Main-d’oeuvre locale

« L’histoire de ce dépôt de munitions est liée à l’arrivée des troupes allemandes à Lorient, le 21 juin 1940 et leur installation dans le port, comme base sous-marine stratégique sur l’Atlantique. Au début de l’année 1942, la Royal Air Force anglaise lance ses 1ers raids pour détruire les pôles stratégiques allemands, dont l’arsenal militaire et la base de Kéroman, ce qui oblige les nazis à délocaliser une partie de leurs munitions », raconte Antonin.

C’est ainsi que le bois de Kerlagadic à Bannalec et la forêt de Coatloch à Scaër sont retenus par l’état-major allemand. « Ces sites possédaient de nombreux atouts : un camouflage naturel, notamment pour éviter les frappes aériennes, une gare ferroviaire à proximité et des axes de communication en bon état pour acheminer le matériel ».

Au printemps 1942, les Allemands mettent en place le périmètre de 30 ha autour de Kerlagadic, nécessaire pour stocker les munitions, avec une clôture de barbelés et des points d’accès sous bonne garde : l’entrée du camp se trouve au manoir de Kerlagadic et sur le chemin de Sainte-Anne, où les habitants doivent montrer leur laisser-passer pour rentrer chez eux. Une main-d’oeuvre locale est réquisitionnée pour creuser une vingtaine de soutes de stockage, avec coffrage en bois et toiture en tôle épaisse.

Un témoin, Jean Nabat expliquait à Antonin : « Notre famille possédait une ferme à Toul-an-Coat Bihan, à l’intérieur de la zone du dépôt. En 1942, les Allemands ont installé un poste de garde dans la ferme, occupant une grande chambre à l’étage. Nous avons cohabité pendant plusieurs mois (jusqu’en mars avril 1943) avec un corps de garde constitué de 4 soldats et un sergent. Ensuite, nous avons été expulsés de chez nous et la mairie nous a relogés dans une partie des bâtiments du château de Quimerc’h ». À l’époque, le château était aussi occupé par des réfugiés de Lorient, chassés par les bombardements.

Deux fusées vertes

Une trentaine de soldats allemands sont affectés à ce dépôt, des corps de garde, des artificiers de la Wehrmacht, 13 Italiens antifascistes prisonniers et deux Algériens de l’armée française (également prisonniers) : Djellali Matra et DM Hanouti. Un sergent allemand, surnommé Arthur dirigeait les rotations hippomobiles (charrette tirée par des chevaux), de la gare vers le dépôt. C’est d’ailleurs en s’attaquant à des wagons de munitions, que Pierre Pendélio est blessé puis fait prisonnier dans la nuit du 10 au 11 novembre 1943, ce qui entraîne ensuite, l’arrestation des frères Le Gac, de Michel Yvonnou, Eugène Cadic et Eugène Lorec (« les 6 fusillés de Bannalec »).

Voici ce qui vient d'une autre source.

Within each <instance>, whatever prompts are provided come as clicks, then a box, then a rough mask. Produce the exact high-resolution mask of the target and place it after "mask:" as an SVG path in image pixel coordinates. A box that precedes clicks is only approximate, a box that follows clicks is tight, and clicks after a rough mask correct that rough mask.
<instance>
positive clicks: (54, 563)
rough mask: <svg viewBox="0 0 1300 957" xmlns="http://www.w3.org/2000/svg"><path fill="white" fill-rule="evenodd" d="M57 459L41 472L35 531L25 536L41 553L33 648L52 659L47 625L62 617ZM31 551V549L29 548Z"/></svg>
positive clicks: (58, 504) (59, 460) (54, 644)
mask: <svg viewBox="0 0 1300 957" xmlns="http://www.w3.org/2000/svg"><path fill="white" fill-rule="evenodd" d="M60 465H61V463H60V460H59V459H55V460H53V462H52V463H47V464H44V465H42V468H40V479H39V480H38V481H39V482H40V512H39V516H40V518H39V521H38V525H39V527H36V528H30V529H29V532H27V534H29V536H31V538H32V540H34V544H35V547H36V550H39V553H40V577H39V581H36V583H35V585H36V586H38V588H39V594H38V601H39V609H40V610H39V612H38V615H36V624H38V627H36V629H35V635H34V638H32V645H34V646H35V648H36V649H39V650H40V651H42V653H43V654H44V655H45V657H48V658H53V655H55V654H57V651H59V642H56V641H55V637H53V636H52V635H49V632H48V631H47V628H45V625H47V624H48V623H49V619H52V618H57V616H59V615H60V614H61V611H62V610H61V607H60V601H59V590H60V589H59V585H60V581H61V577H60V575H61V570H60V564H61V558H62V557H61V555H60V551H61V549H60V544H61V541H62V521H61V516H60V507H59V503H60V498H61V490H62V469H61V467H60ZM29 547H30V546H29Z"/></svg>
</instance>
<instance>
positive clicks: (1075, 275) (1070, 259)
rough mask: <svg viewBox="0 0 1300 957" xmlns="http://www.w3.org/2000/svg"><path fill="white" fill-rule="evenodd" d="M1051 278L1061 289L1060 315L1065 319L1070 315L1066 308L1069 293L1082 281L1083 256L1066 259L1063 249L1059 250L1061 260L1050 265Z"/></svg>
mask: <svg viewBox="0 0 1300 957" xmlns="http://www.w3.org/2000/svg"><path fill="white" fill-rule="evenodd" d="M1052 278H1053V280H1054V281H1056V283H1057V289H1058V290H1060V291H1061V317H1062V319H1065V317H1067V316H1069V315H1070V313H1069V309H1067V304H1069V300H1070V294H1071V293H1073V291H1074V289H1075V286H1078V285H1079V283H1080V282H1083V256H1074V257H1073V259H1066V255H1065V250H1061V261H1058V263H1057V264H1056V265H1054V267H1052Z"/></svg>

À partir de juin 1944, les Allemands commencent à transiter les munitions hors de Bannalec par le train. Mais l’état-major allemand avec le général Fahrmbacher, craignant sans doute pour ses convois et disposant de peu de temps, décide de détruire une partie des munitions sur place. Le matin du 4 août, les Italiens s’évadent et se retrouvent à la ferme Porodo, à Coatéréac. Lundi 7 août 1944, à 6 h 30, le dépôt de munitions explose en plusieurs étapes, sans victime dans la population, mais avec de gros dégâts matériels. Après l’attaque de la draisine à la gare, les soldats allemands quittent la commune. À la fin de la guerre, les destructions de munitions ont lieu tous les jours, sauf le dimanche : le danger était signalé à la population par deux fusées vertes.